Nov 22 '22 23:11 shimizukko

The issue with rebuild getting stuck with busy might be fixed when the rebuild detection method is updated with https://github.com/daos-stack/daos/pull/10829

Nov 22 '22 23:11 shimizukko

Test stage Functional Hardware Medium completed with status FAILURE. https://build.hpdd.intel.com//job/daos-stack/job/daos/view/change-requests/job/PR-8874/39/execution/node/670/log

Nov 23 '22 04:11 daosbuild1

Test still fails while waiting for rebuild: https://build.hpdd.intel.com/blue/organizations/jenkins/daos-stack%2Fdaos/detail/PR-8874/39/tests

I'm not sure if #10829 will help, since dmg pool query returns busy, and #10829 is more about interpreting version+state correctly. So it seems rebuild is actually taking a long time.

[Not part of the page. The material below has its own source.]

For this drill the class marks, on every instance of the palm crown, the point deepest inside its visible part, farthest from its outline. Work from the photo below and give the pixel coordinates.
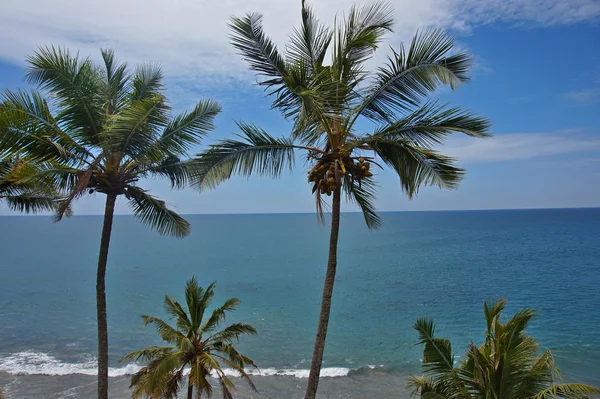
(102, 129)
(325, 102)
(196, 343)
(507, 365)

I'll try with an increased timeout

Nov 23 '22 22:11 daltonbohning

Interestingly, test_server_rank_failure_with_rp passed 6 times, but test_server_rank_failure_with_ec failed

Nov 23 '22 22:11 daltonbohning

Test stage Functional Hardware Medium completed with status FAILURE. https://build.hpdd.intel.com//job/daos-stack/job/daos/view/change-requests/job/PR-8874/40/execution/node/670/log

Nov 24 '22 03:11 daosbuild1

The latest runs timed out with issues that I think #10829 will resolve: https://build.hpdd.intel.com/job/daos-stack/job/daos/job/PR-8874/40/testReport/

Nov 28 '22 18:11 daltonbohning

Test stage Functional Hardware Medium completed with status FAILURE. https://build.hpdd.intel.com//job/daos-stack/job/daos/view/change-requests/job/PR-8874/41/execution/node/678/log

Jan 06 '23 07:01 daosbuild1

Test stage Functional Hardware Medium completed with status FAILURE. https://build.hpdd.intel.com//job/daos-stack/job/daos/view/change-requests/job/PR-8874/42/execution/node/708/log

Jan 23 '23 04:01 daosbuild1

Test stage Functional Hardware Medium completed with status FAILURE. https://build.hpdd.intel.com//job/daos-stack/job/daos/view/change-requests/job/PR-8874/43/execution/node/708/log

Jan 24 '23 00:01 daosbuild1

Test hang for 30 min. at daos container get-prop. Both repeated runs show the same issue.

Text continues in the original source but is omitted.